People are avoiding regulation as immigration advisers by “purportedly acting as McKenzie Friends”, the Office of the Immigration Services Commissioner (OISC) has warned.
It said it was concerned that “those purporting to assist vulnerable immigration clients by claiming to be McKenzie Friends are effectively frustrating the will of Parliament by avoiding the legislative requirement to be regulated”.
Immigration and asylum advice and services are unique in that providers who are not lawyers are required by statute to be regulated. They must satisfy the Immigration Services Commissioner that they are fit and competent to provide such advice or services, and OISC specifically prohibits them from acting as McKenzie Friends.
In its response to the Judicial Executive Board’s consultation on McKenzie Friends, OISC said it was “very concerned that individuals are avoiding or may avoid regulation by purportedly acting as McKenzie Friends, whilst in fact providing immigration advice or services”.
It is a criminal offence to provide these services outside of regulation, and OISC said that in several prosecutions, defendants have claimed that they were acting as McKenzie Friends. “This has not yet been a successful defence, but it implies that judges are allowing McKenzie Friends to represent clients in some cases,” it said.
“In several cases, the involvement of a McKenzie Friend in an immigration or asylum matter has been concealed by an anonymity order. This prevents the OISC from contacting a litigant in person (LiP) in order to determine whether there may have been a criminal offence. It has not yet been possible to have any anonymity orders lifted.”

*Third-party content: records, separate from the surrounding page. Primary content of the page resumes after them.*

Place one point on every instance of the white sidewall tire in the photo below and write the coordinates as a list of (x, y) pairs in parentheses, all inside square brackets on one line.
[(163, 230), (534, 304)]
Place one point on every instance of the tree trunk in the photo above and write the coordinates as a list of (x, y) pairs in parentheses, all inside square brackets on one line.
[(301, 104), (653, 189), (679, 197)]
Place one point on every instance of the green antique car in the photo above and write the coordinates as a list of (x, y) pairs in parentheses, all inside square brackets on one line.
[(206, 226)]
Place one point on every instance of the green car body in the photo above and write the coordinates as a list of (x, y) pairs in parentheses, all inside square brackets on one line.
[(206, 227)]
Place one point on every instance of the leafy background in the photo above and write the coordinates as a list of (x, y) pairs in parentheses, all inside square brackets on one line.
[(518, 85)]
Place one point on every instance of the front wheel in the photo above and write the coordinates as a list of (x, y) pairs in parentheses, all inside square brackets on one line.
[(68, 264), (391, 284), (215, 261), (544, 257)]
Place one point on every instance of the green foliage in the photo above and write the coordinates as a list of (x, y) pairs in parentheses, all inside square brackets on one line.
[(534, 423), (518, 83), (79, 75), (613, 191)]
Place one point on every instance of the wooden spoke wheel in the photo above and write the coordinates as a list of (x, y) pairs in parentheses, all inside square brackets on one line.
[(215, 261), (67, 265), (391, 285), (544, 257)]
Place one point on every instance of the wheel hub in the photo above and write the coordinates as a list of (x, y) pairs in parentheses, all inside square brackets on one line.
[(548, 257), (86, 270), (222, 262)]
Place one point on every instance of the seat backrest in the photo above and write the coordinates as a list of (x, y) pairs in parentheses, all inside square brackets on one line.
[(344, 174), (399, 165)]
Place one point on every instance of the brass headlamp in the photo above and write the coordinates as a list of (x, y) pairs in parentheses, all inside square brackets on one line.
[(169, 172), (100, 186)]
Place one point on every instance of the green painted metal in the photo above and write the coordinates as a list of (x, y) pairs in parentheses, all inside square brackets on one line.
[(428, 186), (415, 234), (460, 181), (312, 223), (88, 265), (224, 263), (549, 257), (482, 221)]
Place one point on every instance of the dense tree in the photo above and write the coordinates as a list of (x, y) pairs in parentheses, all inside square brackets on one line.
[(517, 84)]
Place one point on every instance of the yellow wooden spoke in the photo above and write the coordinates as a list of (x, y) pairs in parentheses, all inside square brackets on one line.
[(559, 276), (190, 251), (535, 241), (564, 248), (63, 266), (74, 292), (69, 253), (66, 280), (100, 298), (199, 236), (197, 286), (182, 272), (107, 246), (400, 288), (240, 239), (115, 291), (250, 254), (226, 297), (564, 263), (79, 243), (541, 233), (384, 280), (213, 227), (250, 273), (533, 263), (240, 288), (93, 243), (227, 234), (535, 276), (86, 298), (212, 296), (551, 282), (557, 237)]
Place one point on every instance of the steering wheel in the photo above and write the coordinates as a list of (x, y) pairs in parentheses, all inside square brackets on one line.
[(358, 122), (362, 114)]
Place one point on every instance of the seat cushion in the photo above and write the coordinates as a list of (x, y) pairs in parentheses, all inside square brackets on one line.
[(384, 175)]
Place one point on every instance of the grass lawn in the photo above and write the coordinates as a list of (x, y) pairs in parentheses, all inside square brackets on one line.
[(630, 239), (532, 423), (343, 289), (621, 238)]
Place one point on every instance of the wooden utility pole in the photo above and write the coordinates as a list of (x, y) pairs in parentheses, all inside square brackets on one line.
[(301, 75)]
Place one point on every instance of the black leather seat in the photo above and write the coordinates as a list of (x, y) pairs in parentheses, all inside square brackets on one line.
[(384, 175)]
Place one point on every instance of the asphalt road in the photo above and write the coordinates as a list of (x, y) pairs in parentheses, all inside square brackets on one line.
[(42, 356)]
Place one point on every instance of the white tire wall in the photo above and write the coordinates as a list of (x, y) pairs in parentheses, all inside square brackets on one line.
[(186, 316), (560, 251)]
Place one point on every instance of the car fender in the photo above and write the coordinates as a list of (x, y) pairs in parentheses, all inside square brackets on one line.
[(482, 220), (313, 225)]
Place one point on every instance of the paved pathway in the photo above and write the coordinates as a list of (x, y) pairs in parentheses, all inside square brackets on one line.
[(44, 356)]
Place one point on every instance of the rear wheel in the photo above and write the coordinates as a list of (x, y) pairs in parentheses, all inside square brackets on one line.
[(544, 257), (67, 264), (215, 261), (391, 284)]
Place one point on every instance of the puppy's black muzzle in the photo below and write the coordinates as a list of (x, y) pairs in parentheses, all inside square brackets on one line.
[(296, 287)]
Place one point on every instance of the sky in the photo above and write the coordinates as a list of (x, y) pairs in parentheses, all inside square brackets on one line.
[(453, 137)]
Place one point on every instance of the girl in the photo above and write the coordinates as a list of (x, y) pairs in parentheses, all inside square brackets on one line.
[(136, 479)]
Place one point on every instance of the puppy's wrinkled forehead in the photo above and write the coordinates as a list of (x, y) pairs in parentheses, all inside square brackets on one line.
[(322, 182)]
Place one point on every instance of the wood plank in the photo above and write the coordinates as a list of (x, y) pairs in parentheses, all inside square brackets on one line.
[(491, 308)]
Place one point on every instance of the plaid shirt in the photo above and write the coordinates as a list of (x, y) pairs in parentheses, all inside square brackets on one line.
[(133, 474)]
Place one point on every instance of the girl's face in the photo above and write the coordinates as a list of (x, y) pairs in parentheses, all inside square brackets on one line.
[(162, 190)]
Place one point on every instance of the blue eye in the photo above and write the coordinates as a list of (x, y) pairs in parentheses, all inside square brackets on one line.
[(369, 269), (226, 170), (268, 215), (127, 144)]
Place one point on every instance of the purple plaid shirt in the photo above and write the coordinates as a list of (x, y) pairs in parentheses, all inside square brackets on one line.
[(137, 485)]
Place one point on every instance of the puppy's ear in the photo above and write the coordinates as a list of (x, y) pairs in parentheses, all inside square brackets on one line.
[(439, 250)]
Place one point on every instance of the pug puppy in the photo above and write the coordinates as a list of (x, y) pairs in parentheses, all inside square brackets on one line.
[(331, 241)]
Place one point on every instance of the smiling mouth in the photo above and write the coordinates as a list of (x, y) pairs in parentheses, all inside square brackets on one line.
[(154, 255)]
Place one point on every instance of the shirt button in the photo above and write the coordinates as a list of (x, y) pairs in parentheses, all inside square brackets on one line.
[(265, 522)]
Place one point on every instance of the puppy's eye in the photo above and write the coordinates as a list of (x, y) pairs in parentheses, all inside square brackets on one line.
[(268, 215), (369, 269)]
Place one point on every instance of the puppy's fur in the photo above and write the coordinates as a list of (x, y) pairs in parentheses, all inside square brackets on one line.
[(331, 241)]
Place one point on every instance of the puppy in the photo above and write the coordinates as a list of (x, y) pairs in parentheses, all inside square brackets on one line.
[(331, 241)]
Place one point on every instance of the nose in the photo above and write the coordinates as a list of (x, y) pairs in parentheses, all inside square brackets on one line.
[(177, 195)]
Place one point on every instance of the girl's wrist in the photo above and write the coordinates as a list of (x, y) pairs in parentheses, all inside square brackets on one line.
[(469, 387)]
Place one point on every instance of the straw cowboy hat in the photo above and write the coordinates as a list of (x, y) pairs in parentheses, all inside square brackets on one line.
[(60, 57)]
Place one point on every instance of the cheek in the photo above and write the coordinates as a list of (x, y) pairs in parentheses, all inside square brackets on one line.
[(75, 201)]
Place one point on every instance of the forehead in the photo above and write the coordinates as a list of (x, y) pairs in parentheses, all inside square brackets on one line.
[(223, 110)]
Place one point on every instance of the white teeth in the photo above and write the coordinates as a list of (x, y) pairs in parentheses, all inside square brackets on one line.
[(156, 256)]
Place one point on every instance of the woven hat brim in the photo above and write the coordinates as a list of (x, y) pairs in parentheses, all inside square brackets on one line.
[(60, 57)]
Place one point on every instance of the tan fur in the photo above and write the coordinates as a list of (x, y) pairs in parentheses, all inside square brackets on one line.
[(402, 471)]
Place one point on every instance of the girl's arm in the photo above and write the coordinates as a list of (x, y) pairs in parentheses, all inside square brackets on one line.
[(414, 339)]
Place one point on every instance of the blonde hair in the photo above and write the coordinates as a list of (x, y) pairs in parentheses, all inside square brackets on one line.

The consultation response said there should be a clear record of all McKenzie Friends appearing in the Immigration and Asylum Chamber.
“This will be necessary for the OISC to ensure that none of its registered advisers is acting as a McKenzie Friend and to determine which unregistered advisers are holding themselves out as McKenzie Friends.
“The OISC appreciates that this may be complicated by anonymity orders in immigration and asylum appeals. However, these should not prevent regulators such as the OISC from knowing who has appeared as a McKenzie Friend before the tribunal.”
In their responses last month, the Legal Services Board and Solicitors Regulation Authority both opposed the proposed ban on fee-charging McKenzie Friends.